二叔觉着更不放心了。他想,好好的工作,为什么总是要跳来跳去呢?听那些找到钱的人讲,出门跟一个厂,就是一个厂,钱好找些。那些翻来覆去跳厂的人,常常是空起手手出门,又空起手手归家。于是,二叔就岔了一句,说:“做得好好的,怎么又要跳厂呢?”翠兰又把目光冲着六松笑了笑,似乎寄希望于六松去寻找答案一般。六松又把头反过来朝二叔瞄了一眼,说:“哎呀,我说你这老年人就是这样,人家客人是来我们家玩耍的,你问那么多干啥呢?杭州你去过吗?你知道那儿有多少工厂吗?”然后又把头掉过去从衣兜里掏出三根精装黄果树来,一根递给侧面的汪二,又递一根给二叔,自己点上一根后,吐了一股烟圈,冲翠兰说:“出牌出牌,不管他的,老年人就是这样,唠唠叨叨的。”二叔点上烟,无奈地说:“我当然不知道杭州有好多厂哕,要是老子我知道,还在竹林湾窝窝头蜷着干什么呢?”
汪二不太了解二叔和六松的关系,他以为像他们父子一样,说不到一条道上就会动粗。汪二也把烟点上了放在嘴里,像吃的其它食物舍不得吐出来一样,说:“嗨(哎)呀,绿(六)东(松),你跟肉(叔)少夺(说)呀(两)句铃(行)不铃(行)哦(啊)。怎么一多(颗)登子(钉子)一个脸(眼)的呢……”六松狠吸了一口烟后吐出一串烟圈说:“汪二,你跟老子把烟子吐出来后说不行吗?”

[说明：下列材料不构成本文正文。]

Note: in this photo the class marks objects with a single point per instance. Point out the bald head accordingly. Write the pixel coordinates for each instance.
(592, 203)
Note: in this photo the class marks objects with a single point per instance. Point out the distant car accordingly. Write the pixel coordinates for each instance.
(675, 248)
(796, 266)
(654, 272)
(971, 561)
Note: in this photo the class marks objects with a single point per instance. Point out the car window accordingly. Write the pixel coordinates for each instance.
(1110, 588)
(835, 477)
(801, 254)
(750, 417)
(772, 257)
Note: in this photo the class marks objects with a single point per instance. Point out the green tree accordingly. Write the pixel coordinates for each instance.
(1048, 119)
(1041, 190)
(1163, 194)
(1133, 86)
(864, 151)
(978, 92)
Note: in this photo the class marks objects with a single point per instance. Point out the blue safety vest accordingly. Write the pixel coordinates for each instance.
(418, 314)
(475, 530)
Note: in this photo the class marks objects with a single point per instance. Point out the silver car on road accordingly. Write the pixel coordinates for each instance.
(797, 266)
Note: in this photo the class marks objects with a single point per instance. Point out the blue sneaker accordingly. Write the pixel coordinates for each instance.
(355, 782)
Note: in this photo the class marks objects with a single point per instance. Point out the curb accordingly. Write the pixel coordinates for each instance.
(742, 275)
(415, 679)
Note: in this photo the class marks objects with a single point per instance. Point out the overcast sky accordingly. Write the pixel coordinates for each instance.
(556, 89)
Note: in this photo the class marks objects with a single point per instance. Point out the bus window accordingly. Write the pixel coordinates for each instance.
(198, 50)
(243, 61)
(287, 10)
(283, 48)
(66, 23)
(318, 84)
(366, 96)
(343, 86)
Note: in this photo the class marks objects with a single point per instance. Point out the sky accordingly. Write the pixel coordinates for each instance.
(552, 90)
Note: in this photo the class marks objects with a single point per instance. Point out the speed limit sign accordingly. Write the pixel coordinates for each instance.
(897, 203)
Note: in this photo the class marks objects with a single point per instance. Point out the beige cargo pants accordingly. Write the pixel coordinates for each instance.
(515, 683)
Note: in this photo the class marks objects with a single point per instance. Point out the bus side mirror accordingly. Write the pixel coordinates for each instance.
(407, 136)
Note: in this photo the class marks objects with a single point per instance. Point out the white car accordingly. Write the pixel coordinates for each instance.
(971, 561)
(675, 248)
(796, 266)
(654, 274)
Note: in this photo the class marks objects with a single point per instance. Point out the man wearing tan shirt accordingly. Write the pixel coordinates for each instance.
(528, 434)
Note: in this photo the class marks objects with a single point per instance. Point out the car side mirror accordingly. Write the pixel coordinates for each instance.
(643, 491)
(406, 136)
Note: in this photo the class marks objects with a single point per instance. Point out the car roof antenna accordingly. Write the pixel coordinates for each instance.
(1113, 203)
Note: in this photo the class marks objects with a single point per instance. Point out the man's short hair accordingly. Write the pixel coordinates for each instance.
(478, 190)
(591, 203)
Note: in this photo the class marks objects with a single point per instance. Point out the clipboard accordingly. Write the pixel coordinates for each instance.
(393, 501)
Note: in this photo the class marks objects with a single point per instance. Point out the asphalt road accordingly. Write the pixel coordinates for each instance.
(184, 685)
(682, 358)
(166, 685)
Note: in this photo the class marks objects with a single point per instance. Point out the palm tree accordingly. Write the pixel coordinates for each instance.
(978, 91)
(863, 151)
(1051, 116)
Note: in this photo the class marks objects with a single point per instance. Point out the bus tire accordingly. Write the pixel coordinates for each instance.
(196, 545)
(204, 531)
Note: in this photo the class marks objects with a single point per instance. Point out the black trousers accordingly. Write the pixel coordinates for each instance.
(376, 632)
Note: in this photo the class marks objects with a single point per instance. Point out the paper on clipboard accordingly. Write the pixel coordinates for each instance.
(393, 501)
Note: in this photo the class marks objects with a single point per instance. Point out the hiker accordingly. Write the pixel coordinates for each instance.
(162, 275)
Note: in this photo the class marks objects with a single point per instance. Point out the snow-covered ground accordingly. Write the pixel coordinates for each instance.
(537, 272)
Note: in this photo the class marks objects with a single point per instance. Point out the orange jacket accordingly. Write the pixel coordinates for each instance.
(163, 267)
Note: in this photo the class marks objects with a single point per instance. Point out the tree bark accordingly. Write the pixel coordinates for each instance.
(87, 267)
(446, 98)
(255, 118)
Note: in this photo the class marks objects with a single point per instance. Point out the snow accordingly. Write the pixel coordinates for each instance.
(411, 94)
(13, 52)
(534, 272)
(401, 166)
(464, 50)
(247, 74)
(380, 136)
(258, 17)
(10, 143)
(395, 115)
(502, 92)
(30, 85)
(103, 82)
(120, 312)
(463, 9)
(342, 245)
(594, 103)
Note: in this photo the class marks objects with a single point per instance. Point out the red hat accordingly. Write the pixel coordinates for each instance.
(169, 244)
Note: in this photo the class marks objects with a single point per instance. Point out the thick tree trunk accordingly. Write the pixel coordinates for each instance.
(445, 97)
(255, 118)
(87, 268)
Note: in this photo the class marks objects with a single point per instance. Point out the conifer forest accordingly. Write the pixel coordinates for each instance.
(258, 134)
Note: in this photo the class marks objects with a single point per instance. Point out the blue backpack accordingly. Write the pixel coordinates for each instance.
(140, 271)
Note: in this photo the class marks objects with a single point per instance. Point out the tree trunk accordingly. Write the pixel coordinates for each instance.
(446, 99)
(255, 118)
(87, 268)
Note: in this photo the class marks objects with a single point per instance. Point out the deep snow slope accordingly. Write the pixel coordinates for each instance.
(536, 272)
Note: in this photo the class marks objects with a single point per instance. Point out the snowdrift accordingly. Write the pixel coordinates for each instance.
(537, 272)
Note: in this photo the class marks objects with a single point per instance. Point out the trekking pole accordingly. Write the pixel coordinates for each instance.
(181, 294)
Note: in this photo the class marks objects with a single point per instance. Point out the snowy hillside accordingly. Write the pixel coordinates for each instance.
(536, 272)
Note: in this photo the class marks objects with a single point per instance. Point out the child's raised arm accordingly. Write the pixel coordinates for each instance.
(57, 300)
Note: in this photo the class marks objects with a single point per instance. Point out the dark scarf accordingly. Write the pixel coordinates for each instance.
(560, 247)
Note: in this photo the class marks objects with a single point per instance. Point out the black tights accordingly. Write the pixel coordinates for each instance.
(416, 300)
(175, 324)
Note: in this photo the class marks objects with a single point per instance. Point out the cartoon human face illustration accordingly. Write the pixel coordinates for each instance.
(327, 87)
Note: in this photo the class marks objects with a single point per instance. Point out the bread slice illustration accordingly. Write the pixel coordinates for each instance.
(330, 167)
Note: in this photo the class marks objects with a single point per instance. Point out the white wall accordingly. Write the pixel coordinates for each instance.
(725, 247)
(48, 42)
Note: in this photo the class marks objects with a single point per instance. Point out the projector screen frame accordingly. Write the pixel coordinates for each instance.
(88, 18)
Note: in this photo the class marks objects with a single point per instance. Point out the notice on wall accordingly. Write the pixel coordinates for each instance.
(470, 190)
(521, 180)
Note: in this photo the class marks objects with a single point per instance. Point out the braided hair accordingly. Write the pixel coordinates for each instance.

二叔看不懂麻将,二叔还是照翠兰的麻将瞟了一眼,说:“汪二,你不要理他,那烂儿就那副德性。”汪二把烟子吐了出来,说:“二叔,你去休息吧,我们打麻将,时间拉得很长哩,你难得等的。”二叔老实把头抬了起来,看了看钟点,已经午夜两点了。二叔虽然是农民,但作息时间安排得井井有条,晚上只要超过两点钟,他就容易失眠。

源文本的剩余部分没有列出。